Sebastian Vettel insists he does not think the safety car was necessary in the European Grand Prix, but said he was not suggesting it was deliberately deployed to erase his advantage.
The safety car was deployed during the Valencia race after a crash between Heikki Kovalainen and Jean-Eric Verne left debris on track. At the time, Vettel had opened a big gap over his closest rival. On Thursday, the Red Bull driver said he still believed the safety car was not necessary, although he accepted the stewards' decision.
"I never said it was deliberate," Vettel told reporters at Silverstone. "I said from my point of view it was not necessary. But I'm not making the decisions. The race direction is making that decision, they decide when it comes out. If they consider it to be necessary, we accept it. As usual, whatever [the media] makes out of it, and you leave important bits [out], it becomes a different meaning."
He added: "I've had time to look again at the cause for the safety car, and we had pieces of debris on the track before, and nothing happened, then we had a couple more [pieces of debris]... But, it's not my decision. So I'm not saying the decision is right or wrong, in my opinion we could have continued racing without [the safety car]. But I had less overview at that moment than the race direction."

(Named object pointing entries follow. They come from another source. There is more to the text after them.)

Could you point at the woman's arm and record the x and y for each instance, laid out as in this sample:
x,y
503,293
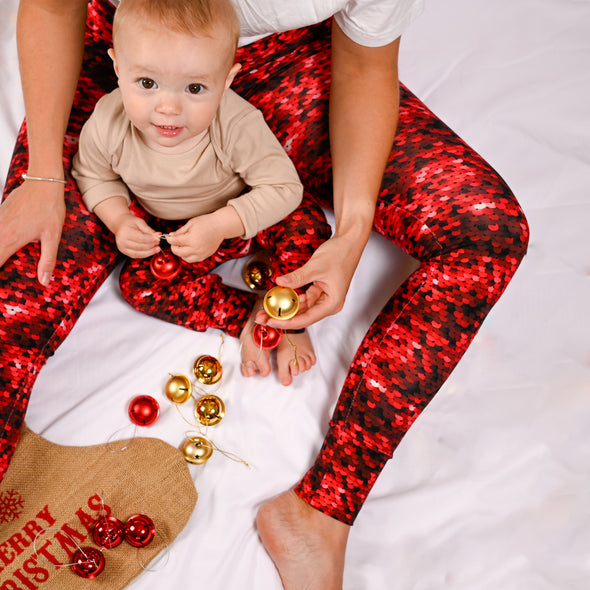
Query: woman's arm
x,y
50,38
364,108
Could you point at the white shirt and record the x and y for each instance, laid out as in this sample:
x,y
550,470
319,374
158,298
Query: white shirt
x,y
368,22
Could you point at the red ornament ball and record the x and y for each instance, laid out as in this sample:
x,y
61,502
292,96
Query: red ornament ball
x,y
139,530
88,562
266,337
108,532
144,410
165,265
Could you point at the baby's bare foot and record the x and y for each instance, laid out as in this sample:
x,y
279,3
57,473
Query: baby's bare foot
x,y
254,359
294,355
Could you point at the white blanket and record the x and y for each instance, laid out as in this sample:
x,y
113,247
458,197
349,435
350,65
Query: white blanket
x,y
490,488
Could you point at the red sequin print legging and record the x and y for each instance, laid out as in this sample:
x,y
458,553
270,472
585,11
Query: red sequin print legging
x,y
197,298
439,201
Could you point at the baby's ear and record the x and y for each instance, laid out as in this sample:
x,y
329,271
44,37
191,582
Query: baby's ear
x,y
232,74
111,53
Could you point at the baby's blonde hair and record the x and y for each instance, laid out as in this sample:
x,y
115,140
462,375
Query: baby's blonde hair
x,y
190,17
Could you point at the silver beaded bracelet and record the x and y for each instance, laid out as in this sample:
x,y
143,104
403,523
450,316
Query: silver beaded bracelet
x,y
27,177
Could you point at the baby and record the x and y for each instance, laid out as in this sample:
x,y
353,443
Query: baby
x,y
208,173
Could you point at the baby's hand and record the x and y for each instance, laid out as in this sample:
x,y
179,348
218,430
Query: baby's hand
x,y
135,238
198,239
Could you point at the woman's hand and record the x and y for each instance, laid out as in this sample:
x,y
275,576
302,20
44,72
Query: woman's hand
x,y
328,272
33,212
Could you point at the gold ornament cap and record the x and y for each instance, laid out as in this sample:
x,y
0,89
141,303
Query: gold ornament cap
x,y
207,369
196,450
281,303
178,389
257,273
209,410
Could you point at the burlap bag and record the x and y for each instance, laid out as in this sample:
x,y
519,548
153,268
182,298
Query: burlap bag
x,y
53,493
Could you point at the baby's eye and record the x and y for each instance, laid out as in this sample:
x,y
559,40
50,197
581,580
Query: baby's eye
x,y
195,88
147,83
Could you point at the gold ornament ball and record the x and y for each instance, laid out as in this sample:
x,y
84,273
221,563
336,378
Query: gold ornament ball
x,y
281,303
178,389
209,410
196,450
207,369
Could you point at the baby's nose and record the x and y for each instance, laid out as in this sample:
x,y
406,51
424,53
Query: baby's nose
x,y
168,104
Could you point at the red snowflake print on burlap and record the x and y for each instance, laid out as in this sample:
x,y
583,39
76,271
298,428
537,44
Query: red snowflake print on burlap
x,y
11,505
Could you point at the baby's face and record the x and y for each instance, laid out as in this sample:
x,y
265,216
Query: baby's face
x,y
171,83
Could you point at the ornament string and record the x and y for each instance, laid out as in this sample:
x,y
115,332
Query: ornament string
x,y
38,556
228,454
114,434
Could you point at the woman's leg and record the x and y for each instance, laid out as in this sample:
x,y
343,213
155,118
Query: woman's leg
x,y
441,203
292,241
34,320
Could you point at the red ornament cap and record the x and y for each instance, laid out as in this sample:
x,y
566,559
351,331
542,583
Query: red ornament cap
x,y
108,532
165,265
266,337
88,562
139,530
144,410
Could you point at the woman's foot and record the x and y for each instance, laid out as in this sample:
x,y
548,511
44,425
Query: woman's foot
x,y
306,546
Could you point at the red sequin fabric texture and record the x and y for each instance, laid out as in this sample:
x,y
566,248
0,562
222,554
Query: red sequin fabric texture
x,y
197,298
439,201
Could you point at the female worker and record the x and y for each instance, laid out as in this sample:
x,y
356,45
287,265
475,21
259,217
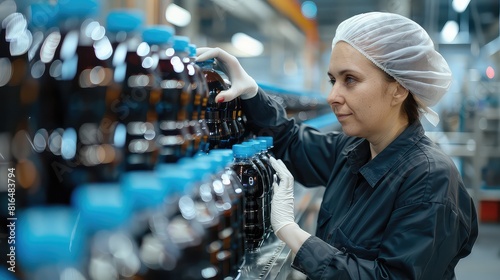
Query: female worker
x,y
395,206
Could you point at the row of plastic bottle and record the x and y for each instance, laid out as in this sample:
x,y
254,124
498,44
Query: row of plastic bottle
x,y
195,219
126,167
85,103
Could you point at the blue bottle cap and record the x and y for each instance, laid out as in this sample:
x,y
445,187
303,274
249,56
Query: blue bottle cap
x,y
269,140
241,150
49,235
253,145
78,8
101,206
158,34
143,188
215,163
181,44
43,15
174,179
209,63
192,50
261,144
126,20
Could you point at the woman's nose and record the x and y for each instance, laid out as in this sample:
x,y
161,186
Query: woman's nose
x,y
334,97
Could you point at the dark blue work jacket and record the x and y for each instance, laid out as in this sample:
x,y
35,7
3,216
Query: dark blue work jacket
x,y
403,215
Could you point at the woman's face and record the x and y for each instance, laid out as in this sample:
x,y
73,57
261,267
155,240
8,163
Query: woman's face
x,y
361,95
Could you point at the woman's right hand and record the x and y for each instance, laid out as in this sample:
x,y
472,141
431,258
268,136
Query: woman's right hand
x,y
241,83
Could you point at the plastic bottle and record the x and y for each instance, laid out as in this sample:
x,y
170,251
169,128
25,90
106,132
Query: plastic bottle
x,y
253,188
134,84
199,93
232,183
50,244
220,135
151,223
174,136
90,144
20,164
104,216
262,154
194,222
267,182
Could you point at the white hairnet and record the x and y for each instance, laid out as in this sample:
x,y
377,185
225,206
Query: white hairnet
x,y
404,50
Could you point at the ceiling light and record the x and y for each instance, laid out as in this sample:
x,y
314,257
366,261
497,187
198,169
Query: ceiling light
x,y
449,31
460,5
247,44
309,9
177,15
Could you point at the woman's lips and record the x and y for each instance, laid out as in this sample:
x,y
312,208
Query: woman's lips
x,y
341,117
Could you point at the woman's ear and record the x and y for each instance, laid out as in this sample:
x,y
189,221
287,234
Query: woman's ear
x,y
399,94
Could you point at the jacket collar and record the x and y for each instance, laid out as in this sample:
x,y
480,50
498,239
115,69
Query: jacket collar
x,y
358,154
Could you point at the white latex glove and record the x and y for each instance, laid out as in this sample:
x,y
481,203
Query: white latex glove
x,y
242,84
282,209
282,205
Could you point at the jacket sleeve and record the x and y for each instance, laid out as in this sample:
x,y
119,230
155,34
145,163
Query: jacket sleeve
x,y
309,154
424,239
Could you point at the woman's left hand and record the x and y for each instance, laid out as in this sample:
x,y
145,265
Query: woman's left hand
x,y
282,209
282,206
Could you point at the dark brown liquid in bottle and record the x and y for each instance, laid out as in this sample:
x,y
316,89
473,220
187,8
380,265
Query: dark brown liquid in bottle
x,y
219,133
252,183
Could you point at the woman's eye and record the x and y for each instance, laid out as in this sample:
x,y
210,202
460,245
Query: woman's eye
x,y
349,80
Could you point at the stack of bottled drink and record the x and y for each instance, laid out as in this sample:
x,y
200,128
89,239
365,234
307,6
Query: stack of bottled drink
x,y
122,164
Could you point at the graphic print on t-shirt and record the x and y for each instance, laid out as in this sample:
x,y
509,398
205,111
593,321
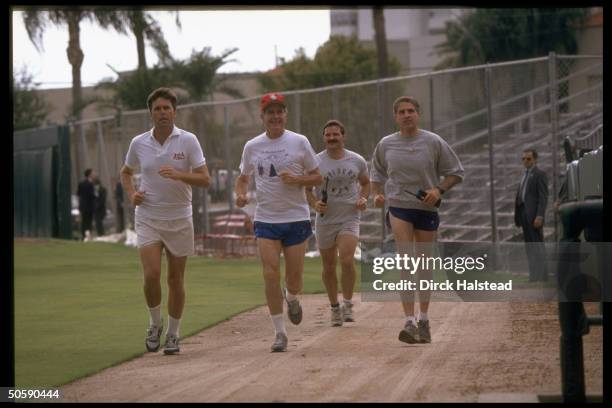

The German, who retired from the race soon after the safety car period, had enjoyed a dominant display until that point, having started from pole position. Although Vettel conceded Red Bull had made a step forward in Valencia, he says he is hoping to confirm that this weekend at Silverstone.
"We have to be patient. We did make a step forward in Valencia, and I had a very straightforward weekend until that point, although Mark had a few reliability issues. I had a smooth weekend and race until the point of the failure.
"Everything seemed to have come together, everything worked. I think what we did to the car made the difference, and we need to confirm that here. It's a different track."